As some people have already commented on: the old rave-chartbusters are far from lost in time, if anything they seem to have gotten more exposure over the last year or so. Also, "only very strange people", surely, = the hipster crowd => it will be the the bee's knees in no time.
 

mms

sometimes
I must confess I find it invigorating with a critic taking sides so blatantly, even one representing such a laughably worn-out and conformist genre as "nu-rock" (does an an all-comprising term exist?).

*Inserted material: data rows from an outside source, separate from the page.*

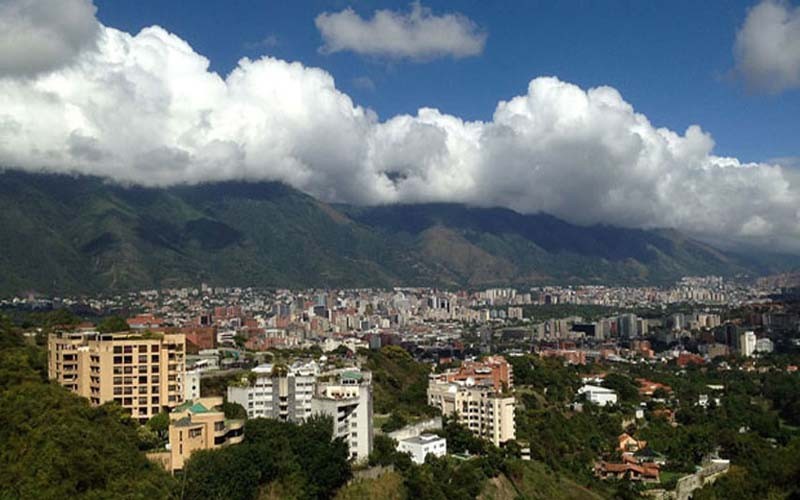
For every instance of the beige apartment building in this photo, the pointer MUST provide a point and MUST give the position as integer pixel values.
(143, 372)
(486, 412)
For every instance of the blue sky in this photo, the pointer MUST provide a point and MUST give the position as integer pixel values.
(672, 60)
(533, 104)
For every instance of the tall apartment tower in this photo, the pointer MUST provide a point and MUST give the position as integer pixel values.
(488, 413)
(349, 404)
(277, 392)
(143, 372)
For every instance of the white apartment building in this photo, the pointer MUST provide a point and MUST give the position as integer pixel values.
(349, 404)
(420, 446)
(487, 413)
(281, 393)
(191, 385)
(601, 396)
(747, 343)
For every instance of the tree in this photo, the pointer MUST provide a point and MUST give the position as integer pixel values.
(234, 411)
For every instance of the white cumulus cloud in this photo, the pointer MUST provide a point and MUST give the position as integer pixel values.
(416, 35)
(145, 109)
(767, 47)
(41, 35)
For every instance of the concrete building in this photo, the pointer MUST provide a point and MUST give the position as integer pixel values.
(197, 425)
(747, 343)
(420, 446)
(349, 404)
(494, 370)
(486, 412)
(600, 396)
(191, 385)
(142, 372)
(764, 345)
(282, 393)
(626, 326)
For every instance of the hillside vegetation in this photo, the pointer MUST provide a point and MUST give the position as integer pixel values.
(62, 234)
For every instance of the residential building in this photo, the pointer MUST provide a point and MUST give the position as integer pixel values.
(600, 396)
(747, 343)
(282, 393)
(142, 372)
(191, 385)
(197, 425)
(487, 412)
(349, 404)
(420, 446)
(491, 369)
(764, 345)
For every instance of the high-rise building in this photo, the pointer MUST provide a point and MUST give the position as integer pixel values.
(747, 343)
(626, 326)
(281, 393)
(143, 372)
(349, 404)
(486, 412)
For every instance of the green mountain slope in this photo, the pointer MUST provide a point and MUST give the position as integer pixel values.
(63, 234)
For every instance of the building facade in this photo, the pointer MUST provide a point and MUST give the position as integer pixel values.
(197, 425)
(277, 392)
(349, 404)
(486, 412)
(421, 446)
(142, 372)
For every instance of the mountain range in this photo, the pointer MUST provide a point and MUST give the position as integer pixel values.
(63, 234)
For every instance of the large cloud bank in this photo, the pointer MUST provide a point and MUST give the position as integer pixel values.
(145, 109)
(416, 35)
(767, 47)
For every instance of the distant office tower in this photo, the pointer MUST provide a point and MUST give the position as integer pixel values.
(143, 372)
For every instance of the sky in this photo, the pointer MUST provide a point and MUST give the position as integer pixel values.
(672, 60)
(640, 114)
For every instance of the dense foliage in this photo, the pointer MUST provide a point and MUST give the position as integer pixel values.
(289, 460)
(399, 383)
(103, 237)
(54, 445)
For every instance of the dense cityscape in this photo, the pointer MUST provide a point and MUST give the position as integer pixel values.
(399, 250)
(203, 361)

The funny thing with this thread (and its ilks: "the wanky gutarists have taken over, we're all doomed" etc.) is that the curmudgeon and defeatist undertones somehow reinforce the (false) image of a weary and bitter dance community combating the vigorous and facetious "new" kid on the block.

As some people have already commented on: the old rave-chartbusters are far from lost in time, if anything they seem to have gotten more exposure over the last year or so. Also, "only very strange people", surely, = the hipster crowd => it will be the the bee's knees in no time.

yep.
 

wonk_vitesse

radio eros
John Harris is in endless repeat mode about the dark days of the early 90s and then came Britpop to save us all and oh wasn't it such a great story, drugs, Liam, politicians, clash of the bands.......

He wrote a f'kin book about it!

Same old bollox, yeah have a go at new rave, why not? it's very 'new' and quite laffable but the Klaxons sold out Koko last night, honestly i don't care.
 

throughsilver

Well-known member
I must confess I find it invigorating with a critic taking sides so blatantly, even one representing such a laughably worn-out and conformist genre as "nu-rock" (does an an all-comprising term exist?).
I was leafing through The Guide today, and saw The Automatic described as 'nu-rock'. What's new about them?

Or is 'nu' actually code for 'crap', like nu-metal pretty much being a crap version of normal metal.